Und was wäre, wenn das erhöhte Risiko der Langschläfer schlicht Folge einer verkehrten Ursache-Wirkungs-Beziehung wäre? Dann wäre das größere Schlafbedürfnis Folge und nicht Ursache einer (noch nicht diagnostizierten) kardiovaskulären Erkrankung. Nicht der Schlaf ist dann der Risikofaktor, sondern die auslösende Erkrankung. Wang und Kollegen haben daher eine zweite Analyse durchgeführt und um Confounder wie Behinderung, Krankheiten, Symptome und Beschwerden bereinigt. Auch hier kamen sie zu vergleichbaren Ergebnissen: Langer Schlaf war mit erhöhten kardiovaskulären Risiken assoziiert.

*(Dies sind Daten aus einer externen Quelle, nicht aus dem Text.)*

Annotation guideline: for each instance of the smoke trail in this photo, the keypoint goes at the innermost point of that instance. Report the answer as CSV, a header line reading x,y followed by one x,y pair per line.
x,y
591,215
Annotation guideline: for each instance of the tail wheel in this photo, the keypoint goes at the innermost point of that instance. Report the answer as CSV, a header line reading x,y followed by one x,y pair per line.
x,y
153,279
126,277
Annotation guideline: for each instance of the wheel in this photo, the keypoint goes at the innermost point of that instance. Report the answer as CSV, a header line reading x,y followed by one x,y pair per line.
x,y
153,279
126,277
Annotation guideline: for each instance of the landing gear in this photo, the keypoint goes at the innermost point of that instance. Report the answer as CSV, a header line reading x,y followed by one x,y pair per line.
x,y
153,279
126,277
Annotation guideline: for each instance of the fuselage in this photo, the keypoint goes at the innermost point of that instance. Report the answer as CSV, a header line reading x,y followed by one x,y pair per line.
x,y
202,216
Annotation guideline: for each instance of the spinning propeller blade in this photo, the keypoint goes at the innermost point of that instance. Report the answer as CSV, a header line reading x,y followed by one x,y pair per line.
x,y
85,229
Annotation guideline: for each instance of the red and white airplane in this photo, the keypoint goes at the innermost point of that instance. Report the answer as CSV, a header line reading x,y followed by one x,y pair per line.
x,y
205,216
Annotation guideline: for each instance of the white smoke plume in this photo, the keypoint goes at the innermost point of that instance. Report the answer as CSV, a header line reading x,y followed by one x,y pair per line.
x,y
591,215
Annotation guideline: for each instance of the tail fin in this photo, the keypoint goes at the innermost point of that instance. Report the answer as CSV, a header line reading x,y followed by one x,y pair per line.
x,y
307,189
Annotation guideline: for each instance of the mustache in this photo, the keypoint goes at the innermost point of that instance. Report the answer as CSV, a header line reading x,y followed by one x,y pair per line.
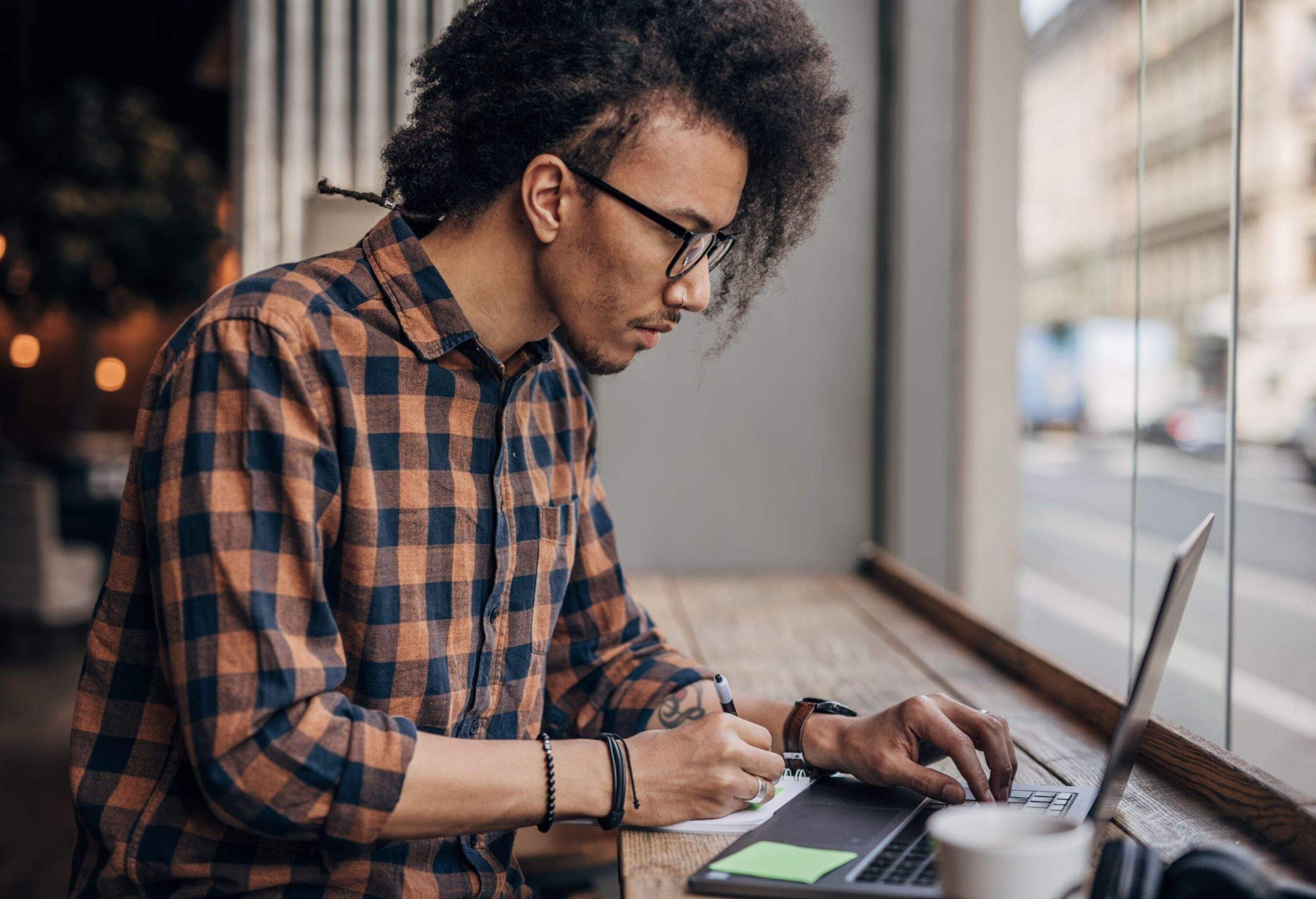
x,y
669,318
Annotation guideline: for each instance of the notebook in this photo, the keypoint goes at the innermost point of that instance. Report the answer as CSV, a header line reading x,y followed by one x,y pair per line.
x,y
741,822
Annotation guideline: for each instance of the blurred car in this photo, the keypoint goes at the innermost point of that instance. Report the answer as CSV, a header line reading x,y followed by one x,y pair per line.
x,y
1199,428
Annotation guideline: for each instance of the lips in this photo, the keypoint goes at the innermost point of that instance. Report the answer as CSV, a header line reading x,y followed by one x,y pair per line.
x,y
649,337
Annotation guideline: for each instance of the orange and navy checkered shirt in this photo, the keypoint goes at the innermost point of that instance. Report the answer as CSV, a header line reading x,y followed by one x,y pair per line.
x,y
344,522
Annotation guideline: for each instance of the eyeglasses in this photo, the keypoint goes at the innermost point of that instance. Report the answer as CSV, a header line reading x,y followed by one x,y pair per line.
x,y
694,245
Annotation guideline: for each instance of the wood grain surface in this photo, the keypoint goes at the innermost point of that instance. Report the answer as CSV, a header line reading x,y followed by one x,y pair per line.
x,y
785,636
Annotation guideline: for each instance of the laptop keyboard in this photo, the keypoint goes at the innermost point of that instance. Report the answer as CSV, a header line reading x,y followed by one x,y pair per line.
x,y
910,860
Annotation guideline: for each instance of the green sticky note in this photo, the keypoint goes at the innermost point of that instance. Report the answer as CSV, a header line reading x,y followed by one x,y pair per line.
x,y
781,861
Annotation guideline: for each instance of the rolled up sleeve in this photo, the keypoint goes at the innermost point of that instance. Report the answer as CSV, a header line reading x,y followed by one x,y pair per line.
x,y
237,474
610,665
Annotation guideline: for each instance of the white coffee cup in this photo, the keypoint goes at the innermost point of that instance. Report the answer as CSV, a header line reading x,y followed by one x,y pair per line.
x,y
1006,853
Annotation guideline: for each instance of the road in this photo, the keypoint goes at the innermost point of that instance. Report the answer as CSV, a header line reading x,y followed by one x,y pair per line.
x,y
1077,555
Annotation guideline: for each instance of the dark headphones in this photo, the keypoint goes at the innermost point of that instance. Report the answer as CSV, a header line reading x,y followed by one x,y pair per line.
x,y
1129,870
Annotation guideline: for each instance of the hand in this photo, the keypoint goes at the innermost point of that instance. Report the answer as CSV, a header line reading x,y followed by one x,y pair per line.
x,y
703,769
884,749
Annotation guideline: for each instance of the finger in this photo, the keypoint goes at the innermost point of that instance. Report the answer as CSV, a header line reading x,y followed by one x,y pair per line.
x,y
957,744
993,738
748,786
767,765
755,735
1014,759
907,773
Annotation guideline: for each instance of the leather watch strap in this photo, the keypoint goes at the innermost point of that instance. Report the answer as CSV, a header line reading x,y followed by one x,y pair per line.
x,y
793,739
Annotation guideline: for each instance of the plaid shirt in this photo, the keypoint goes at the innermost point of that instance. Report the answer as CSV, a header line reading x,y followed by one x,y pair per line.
x,y
344,522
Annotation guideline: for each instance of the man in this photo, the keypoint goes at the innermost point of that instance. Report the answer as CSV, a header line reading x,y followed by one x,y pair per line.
x,y
365,557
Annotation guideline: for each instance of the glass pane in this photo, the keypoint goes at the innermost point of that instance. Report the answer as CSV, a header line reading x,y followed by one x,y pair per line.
x,y
1075,372
1274,678
1183,336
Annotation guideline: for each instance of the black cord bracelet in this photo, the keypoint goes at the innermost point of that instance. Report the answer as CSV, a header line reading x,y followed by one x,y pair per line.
x,y
619,783
632,773
548,757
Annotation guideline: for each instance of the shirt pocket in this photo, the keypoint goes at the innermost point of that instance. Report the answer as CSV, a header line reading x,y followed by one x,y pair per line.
x,y
553,569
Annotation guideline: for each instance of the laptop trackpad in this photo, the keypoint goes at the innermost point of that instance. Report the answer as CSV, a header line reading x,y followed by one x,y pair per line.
x,y
831,827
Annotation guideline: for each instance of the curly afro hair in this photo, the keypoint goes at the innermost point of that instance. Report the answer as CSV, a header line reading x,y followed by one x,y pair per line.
x,y
511,79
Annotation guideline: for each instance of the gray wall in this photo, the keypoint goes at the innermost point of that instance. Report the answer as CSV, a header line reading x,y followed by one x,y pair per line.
x,y
762,457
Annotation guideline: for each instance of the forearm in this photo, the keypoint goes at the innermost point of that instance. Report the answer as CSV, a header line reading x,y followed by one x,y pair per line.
x,y
474,786
820,738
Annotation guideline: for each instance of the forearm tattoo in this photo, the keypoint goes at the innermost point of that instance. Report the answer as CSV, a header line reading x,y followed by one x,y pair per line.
x,y
686,705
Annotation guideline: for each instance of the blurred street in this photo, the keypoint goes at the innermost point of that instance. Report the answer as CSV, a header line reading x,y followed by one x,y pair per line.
x,y
1075,566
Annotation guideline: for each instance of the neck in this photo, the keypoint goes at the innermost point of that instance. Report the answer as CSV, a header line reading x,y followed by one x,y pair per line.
x,y
490,271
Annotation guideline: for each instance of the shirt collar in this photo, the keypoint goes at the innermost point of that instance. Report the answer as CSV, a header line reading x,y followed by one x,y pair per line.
x,y
431,318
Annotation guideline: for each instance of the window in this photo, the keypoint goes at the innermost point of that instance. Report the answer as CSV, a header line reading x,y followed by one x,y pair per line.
x,y
1124,383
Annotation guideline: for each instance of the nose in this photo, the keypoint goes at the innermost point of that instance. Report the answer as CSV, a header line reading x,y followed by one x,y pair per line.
x,y
690,291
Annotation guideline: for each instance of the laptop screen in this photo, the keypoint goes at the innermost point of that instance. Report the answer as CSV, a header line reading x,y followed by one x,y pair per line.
x,y
1128,731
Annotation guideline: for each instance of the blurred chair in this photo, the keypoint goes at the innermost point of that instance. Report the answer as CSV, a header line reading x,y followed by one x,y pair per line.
x,y
43,580
569,863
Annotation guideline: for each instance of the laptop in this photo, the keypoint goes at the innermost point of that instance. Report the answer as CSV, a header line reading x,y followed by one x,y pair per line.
x,y
887,827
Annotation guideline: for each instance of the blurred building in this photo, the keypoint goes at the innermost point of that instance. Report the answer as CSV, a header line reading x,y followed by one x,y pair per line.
x,y
320,87
1080,152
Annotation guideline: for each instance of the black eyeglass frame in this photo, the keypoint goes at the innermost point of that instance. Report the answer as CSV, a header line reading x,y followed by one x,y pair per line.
x,y
722,241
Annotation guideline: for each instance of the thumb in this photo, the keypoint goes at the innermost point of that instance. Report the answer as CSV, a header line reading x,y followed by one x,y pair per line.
x,y
905,772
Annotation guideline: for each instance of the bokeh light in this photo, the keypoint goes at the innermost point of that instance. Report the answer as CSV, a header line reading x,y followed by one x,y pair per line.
x,y
111,374
24,351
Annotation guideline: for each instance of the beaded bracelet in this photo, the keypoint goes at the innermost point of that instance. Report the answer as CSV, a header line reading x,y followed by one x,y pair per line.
x,y
548,757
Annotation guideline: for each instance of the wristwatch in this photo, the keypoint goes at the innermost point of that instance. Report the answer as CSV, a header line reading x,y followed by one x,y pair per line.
x,y
791,736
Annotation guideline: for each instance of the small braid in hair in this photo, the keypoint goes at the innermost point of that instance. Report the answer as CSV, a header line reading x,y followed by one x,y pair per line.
x,y
325,187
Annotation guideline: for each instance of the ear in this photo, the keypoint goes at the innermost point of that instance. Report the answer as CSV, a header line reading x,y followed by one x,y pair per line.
x,y
546,189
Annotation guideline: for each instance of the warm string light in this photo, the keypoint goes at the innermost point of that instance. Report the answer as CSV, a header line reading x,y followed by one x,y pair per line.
x,y
24,351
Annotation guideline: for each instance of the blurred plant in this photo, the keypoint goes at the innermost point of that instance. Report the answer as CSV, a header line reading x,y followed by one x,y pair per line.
x,y
104,207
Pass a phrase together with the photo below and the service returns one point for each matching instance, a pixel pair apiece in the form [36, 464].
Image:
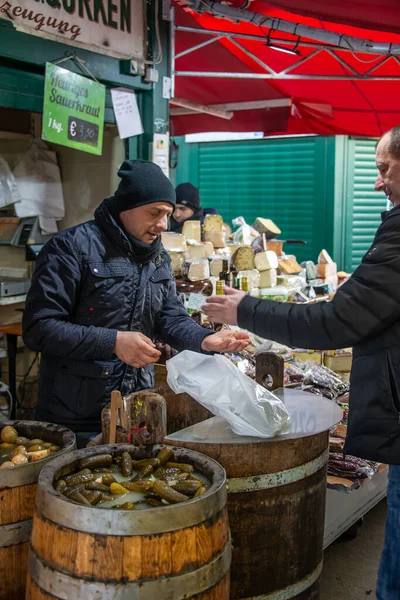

Jedoch schränken die Autoren ein, dass Teilnehmer mit einer Schlafdauer von mehr als 10 Stunden von vorneherein deutlich mehr kardiovaskuläre Risikofaktoren hatten. Und 72 % von ihnen machten einen Mittagsschlaf. Das sind fast 3-mal so viel wie in der Gruppe der Normalschläfer mit 27 % Mittagsschläfern. Viel zu langer Schlaf könne also doch ein Marker für eine (noch) nicht diagnostizierte Krankheit sein. Die Autoren raten Ärzten, nach Schlafgewohnheiten zu fragen und sie in die Anamnese einzubeziehen. So könnten Risikopatienten besser und früher erkannt werden.
Jenseits dieser möglichen Risikogruppe vermutet Schlafmediziner Linz, dass bestimmte physiologische Mechanismen dazu führen, dass sich zum Beispiel der Mittagsschlaf eher gesundheitsschädlich auswirken könnte. So könne die veränderte Lichtexposition den zirkadianen Rhythmus aus dem Takt bringen. Das würde die Genexpression in Herz- und Gefäßzellen und folglich deren Stoffwechsel sowie Funktion verändern. Zudem schnellten Blutdruck und Herzrate nach dem Erwachen aus dem Mittagsschlaf abrupt in die Höhe. Analog zum morgendlichen Aufstehen sind auch hier gehäufte kardiovaskuläre Ereignisse denkbar. Wie negativ sich der Mittagsschlaf auswirkt, hängt wahrscheinlich auch von Tageszeit, Häufigkeit, Dauer und erreichten Schlafstadien ab.
Linz empfiehlt Kollegen, bei möglichen Schlafstörungen interdisziplinär zusammenzuarbeiten. So könnten Kardiologen und Neurologen nach Risikofaktoren suchen, die vermeidbar sind. Man könne Patienten zudem den Rat geben, mäßig lange zu schlafen und auf eine gute Schlafhygiene zu achten. Auch sollte Patienten verdeutlicht werden, dass ein Mittagsschlaf trotz ausgiebiger Nachtruhe nicht unbedingt gesund sein muss und ein Hinweis auf eine Erkrankung sein kann.
Aber auch zu wenig und schlechter Schlaf erhöhen das Herz-Kreislauf-Risiko. Das hat unter anderem eine prospektive Register-Studie norwegischer Wissenschaftler aus dem Jahr 2013 gezeigt. Danach hatten Menschen im mittleren Lebensalter ein erhöhtes Risiko für Herzinsuffizienz, wenn sie schlecht einschlafen und nicht jede Nacht durchschlafen konnten oder mehr als einmal in der Woche keinen erholsamen Schlaf hatten.
Auch für die Schlafdauer scheint also zu gelten: Das richtige Maß ist gesund. Und ein ruhiger und erholsamer Schlaf ist und bleibt gut für Herz und Gesundheit.